Highly Recommended’s dam also has a produce record to die for: 9 foals, 5 SWs by four different stallions, 8 winners and the only non-winner already the dam of a Group 2 winner. It’s hard to over-rate the importance of consistency in a pedigree, whether we’re looking for a potential racehorse or a potential stallion, and it’s difficult to find a mare that’s a more reliable producer of racecourse ability.

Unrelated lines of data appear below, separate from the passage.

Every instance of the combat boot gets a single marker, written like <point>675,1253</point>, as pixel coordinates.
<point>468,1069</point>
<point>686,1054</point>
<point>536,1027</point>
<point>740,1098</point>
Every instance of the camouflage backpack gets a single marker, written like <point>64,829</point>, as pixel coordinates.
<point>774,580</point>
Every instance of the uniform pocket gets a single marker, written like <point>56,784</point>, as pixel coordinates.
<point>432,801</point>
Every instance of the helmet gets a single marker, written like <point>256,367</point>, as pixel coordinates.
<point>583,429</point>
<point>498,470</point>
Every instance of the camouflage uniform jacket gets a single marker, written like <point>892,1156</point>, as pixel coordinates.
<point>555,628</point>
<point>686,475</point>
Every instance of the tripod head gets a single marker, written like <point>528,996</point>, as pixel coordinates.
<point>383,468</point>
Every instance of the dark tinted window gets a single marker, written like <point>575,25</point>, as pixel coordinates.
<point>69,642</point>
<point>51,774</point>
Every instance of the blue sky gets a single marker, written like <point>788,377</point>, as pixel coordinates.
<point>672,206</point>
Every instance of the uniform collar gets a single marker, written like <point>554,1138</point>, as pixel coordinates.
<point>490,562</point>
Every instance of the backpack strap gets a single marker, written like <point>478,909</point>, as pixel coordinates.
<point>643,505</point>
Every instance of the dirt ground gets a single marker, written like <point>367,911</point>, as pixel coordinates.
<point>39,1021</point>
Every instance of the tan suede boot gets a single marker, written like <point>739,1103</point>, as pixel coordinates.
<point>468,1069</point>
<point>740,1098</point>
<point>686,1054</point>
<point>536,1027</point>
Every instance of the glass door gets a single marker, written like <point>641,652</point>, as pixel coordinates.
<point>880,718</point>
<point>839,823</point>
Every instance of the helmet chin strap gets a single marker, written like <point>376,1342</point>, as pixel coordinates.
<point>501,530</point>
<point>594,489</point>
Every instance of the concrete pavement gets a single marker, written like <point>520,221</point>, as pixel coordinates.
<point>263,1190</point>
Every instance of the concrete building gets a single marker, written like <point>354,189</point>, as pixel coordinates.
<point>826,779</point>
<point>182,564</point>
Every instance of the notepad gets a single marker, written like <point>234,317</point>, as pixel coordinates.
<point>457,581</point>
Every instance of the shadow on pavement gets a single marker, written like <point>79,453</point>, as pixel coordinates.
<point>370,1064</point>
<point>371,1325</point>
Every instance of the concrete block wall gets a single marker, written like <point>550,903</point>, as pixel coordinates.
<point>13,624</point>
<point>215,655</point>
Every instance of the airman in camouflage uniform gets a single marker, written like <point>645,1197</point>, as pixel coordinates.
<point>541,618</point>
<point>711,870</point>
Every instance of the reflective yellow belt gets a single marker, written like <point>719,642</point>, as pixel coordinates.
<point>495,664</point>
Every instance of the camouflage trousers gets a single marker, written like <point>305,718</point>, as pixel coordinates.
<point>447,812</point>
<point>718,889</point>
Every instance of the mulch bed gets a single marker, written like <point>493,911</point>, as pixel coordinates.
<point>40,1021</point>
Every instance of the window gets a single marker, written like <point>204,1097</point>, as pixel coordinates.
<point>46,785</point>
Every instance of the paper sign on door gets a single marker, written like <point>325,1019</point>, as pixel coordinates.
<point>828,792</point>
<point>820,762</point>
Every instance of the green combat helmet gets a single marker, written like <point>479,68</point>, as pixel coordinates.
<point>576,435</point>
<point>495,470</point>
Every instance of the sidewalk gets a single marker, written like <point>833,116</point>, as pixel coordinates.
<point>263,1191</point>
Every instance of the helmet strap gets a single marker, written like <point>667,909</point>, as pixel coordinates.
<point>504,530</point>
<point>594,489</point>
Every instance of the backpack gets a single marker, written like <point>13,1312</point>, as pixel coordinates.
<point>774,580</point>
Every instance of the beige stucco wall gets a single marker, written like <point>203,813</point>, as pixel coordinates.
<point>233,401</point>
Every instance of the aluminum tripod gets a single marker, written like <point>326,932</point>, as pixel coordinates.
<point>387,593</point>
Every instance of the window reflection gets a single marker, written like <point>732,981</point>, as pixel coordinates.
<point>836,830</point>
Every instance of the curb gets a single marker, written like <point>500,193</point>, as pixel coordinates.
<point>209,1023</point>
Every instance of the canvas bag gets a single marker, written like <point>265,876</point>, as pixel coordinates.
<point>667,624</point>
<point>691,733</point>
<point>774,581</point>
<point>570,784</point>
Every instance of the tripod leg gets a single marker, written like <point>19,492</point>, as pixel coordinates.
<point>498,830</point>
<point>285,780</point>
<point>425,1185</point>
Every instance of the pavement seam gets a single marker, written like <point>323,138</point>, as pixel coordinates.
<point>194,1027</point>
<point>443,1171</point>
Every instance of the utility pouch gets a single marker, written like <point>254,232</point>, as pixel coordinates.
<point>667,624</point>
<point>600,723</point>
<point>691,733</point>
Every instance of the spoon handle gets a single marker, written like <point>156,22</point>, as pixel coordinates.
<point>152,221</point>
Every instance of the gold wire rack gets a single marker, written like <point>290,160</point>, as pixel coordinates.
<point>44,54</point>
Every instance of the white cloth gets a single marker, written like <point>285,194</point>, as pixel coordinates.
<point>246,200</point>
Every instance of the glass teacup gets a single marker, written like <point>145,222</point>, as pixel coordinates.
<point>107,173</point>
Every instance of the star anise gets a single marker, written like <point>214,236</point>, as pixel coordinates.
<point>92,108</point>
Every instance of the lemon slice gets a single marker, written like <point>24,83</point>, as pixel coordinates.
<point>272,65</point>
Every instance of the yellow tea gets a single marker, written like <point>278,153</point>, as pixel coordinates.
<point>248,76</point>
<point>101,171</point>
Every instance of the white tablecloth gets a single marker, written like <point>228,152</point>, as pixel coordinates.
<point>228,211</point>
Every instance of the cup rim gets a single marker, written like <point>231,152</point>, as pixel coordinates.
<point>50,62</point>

When a stallion has only one crop on the ground, it’s always difficult to make an accurate assessment as to the quality of his foals. Apart from the old saying of fools and foals going together, good looks and ultimate racing performance are not at all the same thing. What I can say is that I sent two of my mares down to Berkley Stud to be mated with Highly Recommended; both produced colts which appear to be very nice types in terms of conformational correctness. One foal looks very much like his dam, the other much less so. Both are well-muscled for their age but the quality that really strikes a chord for me is their temperament. I have bred over 200 foals and I can’t recall any that have been more sensible and relaxed.
All in all, breeders should seriously consider using Highly Recommended. He’s well priced and seems to have attracted strong books of mares in his first two seasons. He also has the advantage of having a pedigree which complements many of our leading bloodlines.